The story finds a group of scientists stationed on a scientific base out in the middle of the ocean, where they are working on a chemical that can cure Alzheimer's Disease. This chemical comes from the proteins found in a shark's brain, but there's just one small problem... the typical shark's brain is too small to produce enough of the needed chemical. So, what do they do? Well, they genetically alter a group of sharks to have super-sized brains. What could possibly go wrong when you make these savage killing machines ten times smarter?

Suffice it to say, things go wrong fast. Soon, these people - shark wrangler Carter (Thomas Jane), research funder Russell (Samuel L. Jackson), head scientists Susan (Saffron Burrows) and Jim (Stellan Skarsgård), extra scientists Janice (Jacqueline McKenzie) and Scoggins (Michael Rapaport), and cook Preacher (LL Cool J) - find the research base crashing down around them courtesy of the sharks, and they must find a way to survive with a trio of highly intelligent sharks hunting down the people who screwed with them for so many months.

Deep Blue Sea is a cheesy sci-fi flick with little going for it in the way of intelligence, but it has a lot going for it when it comes to b-movie fun. Is the scientific basis for the story plausible? Nope. Are there plot holes and stupid decisions? Of course. Would anything in this film be remotely possible in the real world? Doubtful. However, if you can look past all of that, what you have is an entertaining action thriller with a bunch of sharks tearing shit up... and sometimes, that's all you need for a good night in front of the tube.
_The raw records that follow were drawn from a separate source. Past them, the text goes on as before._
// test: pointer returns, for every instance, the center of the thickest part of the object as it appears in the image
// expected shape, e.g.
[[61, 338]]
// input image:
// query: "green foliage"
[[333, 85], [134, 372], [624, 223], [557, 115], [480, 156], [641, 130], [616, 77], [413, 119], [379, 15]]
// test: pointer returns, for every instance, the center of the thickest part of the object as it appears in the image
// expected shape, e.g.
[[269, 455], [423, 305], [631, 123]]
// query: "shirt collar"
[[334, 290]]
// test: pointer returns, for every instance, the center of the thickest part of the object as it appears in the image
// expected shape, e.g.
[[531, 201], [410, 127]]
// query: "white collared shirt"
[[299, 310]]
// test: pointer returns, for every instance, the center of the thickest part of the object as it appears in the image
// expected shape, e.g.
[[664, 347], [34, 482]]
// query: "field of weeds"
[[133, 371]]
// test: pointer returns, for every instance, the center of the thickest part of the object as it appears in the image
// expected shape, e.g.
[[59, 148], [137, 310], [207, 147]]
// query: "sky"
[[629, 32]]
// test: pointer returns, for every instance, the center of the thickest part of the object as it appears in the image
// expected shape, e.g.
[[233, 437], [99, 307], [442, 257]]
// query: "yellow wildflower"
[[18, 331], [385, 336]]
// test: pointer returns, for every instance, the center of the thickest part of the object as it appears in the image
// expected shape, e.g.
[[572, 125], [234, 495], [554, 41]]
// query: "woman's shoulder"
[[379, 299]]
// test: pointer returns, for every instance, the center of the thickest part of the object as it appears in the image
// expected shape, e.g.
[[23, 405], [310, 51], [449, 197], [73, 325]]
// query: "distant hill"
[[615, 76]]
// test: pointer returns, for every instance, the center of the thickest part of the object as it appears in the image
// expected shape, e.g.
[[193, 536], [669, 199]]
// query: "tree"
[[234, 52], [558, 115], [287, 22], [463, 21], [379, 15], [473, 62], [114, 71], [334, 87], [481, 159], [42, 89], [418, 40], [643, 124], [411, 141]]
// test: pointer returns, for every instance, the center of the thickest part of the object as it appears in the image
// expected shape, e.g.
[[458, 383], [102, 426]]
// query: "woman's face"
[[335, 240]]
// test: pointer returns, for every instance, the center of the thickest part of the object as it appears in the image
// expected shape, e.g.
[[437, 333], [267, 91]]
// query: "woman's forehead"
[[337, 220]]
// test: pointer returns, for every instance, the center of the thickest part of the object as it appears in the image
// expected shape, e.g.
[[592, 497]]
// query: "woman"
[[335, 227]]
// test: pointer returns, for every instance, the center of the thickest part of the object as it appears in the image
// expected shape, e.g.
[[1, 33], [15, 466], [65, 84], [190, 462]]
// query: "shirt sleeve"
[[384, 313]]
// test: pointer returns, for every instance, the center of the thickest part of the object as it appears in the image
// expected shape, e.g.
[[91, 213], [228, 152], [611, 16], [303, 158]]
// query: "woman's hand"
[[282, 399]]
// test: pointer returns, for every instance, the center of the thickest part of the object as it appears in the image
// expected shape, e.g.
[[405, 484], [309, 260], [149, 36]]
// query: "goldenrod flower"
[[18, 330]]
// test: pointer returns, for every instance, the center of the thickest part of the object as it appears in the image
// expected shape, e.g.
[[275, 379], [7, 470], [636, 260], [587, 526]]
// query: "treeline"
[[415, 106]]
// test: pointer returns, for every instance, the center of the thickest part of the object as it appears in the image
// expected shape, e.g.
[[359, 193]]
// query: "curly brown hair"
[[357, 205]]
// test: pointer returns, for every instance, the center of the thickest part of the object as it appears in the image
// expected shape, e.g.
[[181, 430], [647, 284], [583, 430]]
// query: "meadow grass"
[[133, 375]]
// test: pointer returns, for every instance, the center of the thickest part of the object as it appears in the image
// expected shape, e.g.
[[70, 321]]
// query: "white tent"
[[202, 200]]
One of the things that I enjoyed about the movie was how it played with genre conventions and the audience's expectations. The people that you think will make it until the end get torn apart, while the people you think are just shark bait make it until the credits roll. I'm not going to name names, obviously, but there are definitely some surprises in here, one of which you might see coming if you're a fan of Chappelle's Show. Thumbs up for keeping us on our toes.

For the most part, I also enjoyed the sharks themselves... for the most part. You see, the film uses animatronic sharks as well as CGI, and the animatronic stuff looks pretty good - great, almost. However, the CGI stuff looks bad even by 1999's standards, and it certainly doesn't hold up in today's world. I guess one could argue that it adds to the b-movie atmosphere, but me, I was a little let down when I saw certain scenes that almost looked like cartoons.

Getting back to the positives, I also felt that the acting was adequate for the film. Nobody is perfect in their roles (not even Jackson), but honestly, there's nobody that I can single out as dragging the movie down either. Everybody plays their parts, everybody does their thing, and everybody manages to do their part to suck us into the storyline. Again, there are no memorable performances, but you won't find yourself bitching about the acting either.

Overall, I'm giving Deep Blue Sea a recommendation. It isn't a very smart film, but it is a damned entertaining one, and while I doubt it will rank in anybody's list of favorites, I think that fans of cheese will enjoy it as much as I did. 7/10.